Bien sûr, il n’y a pas que des manifestants zélés qui peuvent ne pas comprendre la nature d’une vraie manifestation, dans le sens démocratique du terme. Ça peut être le cas des forces de l’ordre, aussi. Ce point a été illustré quelques minutes plus tard, lorsque les premiers policiers sont arrivés sur les lieux. C’était après que les zélés aient libéré la voie de gauche, convaincus par les organisateurs, plus raisonnables. Le premier agent sorti de sa voiture (qui était aussi le dernier sorti de l’académie, vu qu’il n’avait que quelques poils au menton) s’est mis à gueuler de manière fort désagréable “Get on the sidewalk. Get, get! Get on the sidewalk!”. Beuglements accompagnés de grands signes de bras. Quand quelqu’un lui a demandé, d’un ton plutôt neutre: “What will happen otherwise?”, il a répondu de manière bête, “You’ll get arrested!”. Ce policier zélé commettait la même faute que les gars à la banderolle, mais dans le sens inverse. En nous demandant de nous enligner à la queue-leu-leu sur le trottoir, il nous réduisant au statut de «piétons». Il nous refusait en fait toute légitimité à l’usage de l’espace public. La liberté d’expression n’entrait pas dans son équation. Or, le droit à manifester en public est un rouage de la démocratie, au même titre que les élections. Les corps policiers qui travaillent dans des démocraties actives le savent et le reconnaissent. Le problème, c’est que la démocratie canadienne est dans un état atrophié. On n’en a plus l’habitude. Ni les manifestants, ni le public, ni les policiers.

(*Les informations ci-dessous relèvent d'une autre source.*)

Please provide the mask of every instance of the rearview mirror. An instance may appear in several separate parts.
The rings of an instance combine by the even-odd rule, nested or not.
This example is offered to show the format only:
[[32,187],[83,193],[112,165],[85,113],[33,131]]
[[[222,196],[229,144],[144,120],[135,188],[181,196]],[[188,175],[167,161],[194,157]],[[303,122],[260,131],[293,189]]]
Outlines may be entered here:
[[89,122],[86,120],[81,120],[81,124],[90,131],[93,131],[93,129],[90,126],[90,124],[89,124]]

En fin de compte, la manifestation s’est globalement bien passée. Reste qu’une (ré)éducation démocratique s’impose. Et les manifestants peuvent y contribuer. En sensibilisant leurs membres, d’abord. Puis la police. Et, surtout, le public en général, pour qu’il n’associe plus le mot «manifestation» à un idéalisme hippy déconnecté, à un reliquat du passé. Un mouvement qui veut devenir influent, qui veut rejoindre tous les progressistes de la ville, n’a pas intérêt de mettre l’accent sur le rejet de l’autorité plutôt que sur son message. Je suggérerais à «Casseroles Sudbury» que l’on crée l’ambiance la plus festive possible lors des prochaines manifs. Costumes, chants, etc. peuvent rendre le mouvement plus attirant. La vaste majorité des gens progressistes ne sont pas intéressés à simplement prendre la posture de «ceux qui ont raison» envers et contre tous. Ils veulent encourageer le changement. Et on ne fait pas cela avec 50-75 personnes. Il faut grandir, montrer la pleine ampleur de l’opposition sudburoise aux tendances néolibérales et «harperiennes». Alors, peut-être, on réussira à participer à la transformation du mouvement québécois en mouvement pan-canadien. Alors, peut-être, les rues de Sudbury pourront-elles ressembler à ceci.

Printemps érable 101

Cela fait déjà quelques mois que taGueule est en ligne. Cela fait un certain temps qu’on réfléchit à notre société sur plusieurs niveaux. On critique et on applaudit les institutions, les artistes, les politiciens, le organismes, etc. aux niveaux local, provincial et fédéral, toujours (dans la mesure du possible) en tentant de faire des liens avec l’Ontario français.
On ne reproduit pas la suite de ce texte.